Wells concluded his second lecture by identifying the best way to commend the gospel to a culture with both spiritual and physical needs. While it is increasingly common for evangelicals to argue that evangelism must be combined with social action to be effective, Wells posited that social action is not the best way to minister to people in the Western world.

Human needs in the West, he said, are experienced psychologically, and there are thousands of other ways besides social action in which Christians can express God’s holy-love.

His third lecture explored the relationship between God’s holy-love and the workplace. Instead of seeing work as a necessary evil in a fallen world, Wells showed that work was in place before the Fall but became difficult and burdensome because of sin.

Wells highlighted three aspects of work that relate to the Christian life: instrumental, work requires effort; relational, work involves social interaction; and ontological, meaning that motivates our work.

Regarding the relational aspect, Wells pointed out that the modern workplace often exists in anonymity — people barely know their co-workers. This often leads them to do and say things they never would in their family contexts. The solution for anonymity, according to Wells, is the holy-love of God: before him, no one is alone.

“We are always before God,” Wells said, “Before whom all things are laid bare.”

Wells also demonstrated how Christianity informs the ontological aspect of work, saturating it with deeper meaning.

“The holy-love of God gives our work a future hope, making it more likely to work with joy and satisfaction,” Wells said.

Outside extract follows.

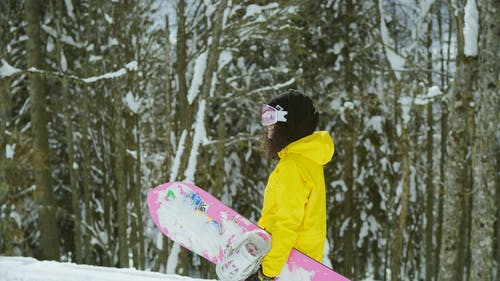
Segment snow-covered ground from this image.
[0,256,213,281]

Invoking Luther’s robust theology of vocation, Wells argued that Christians are not meant to retreat from daily life into monasticism, but are called to work out their faith in their workplace contexts. Ultimately, he argued, a love of neighbor that is rooted in the holy-love of God offers true meaning to our work lives.

“Whatever your calling, give yourself to people,” Wells said. “If you do this, you’ll find that work is not an interference with your spiritual life.”

Audio and video from the Gheens Lectures are available at sbts.edu/resources.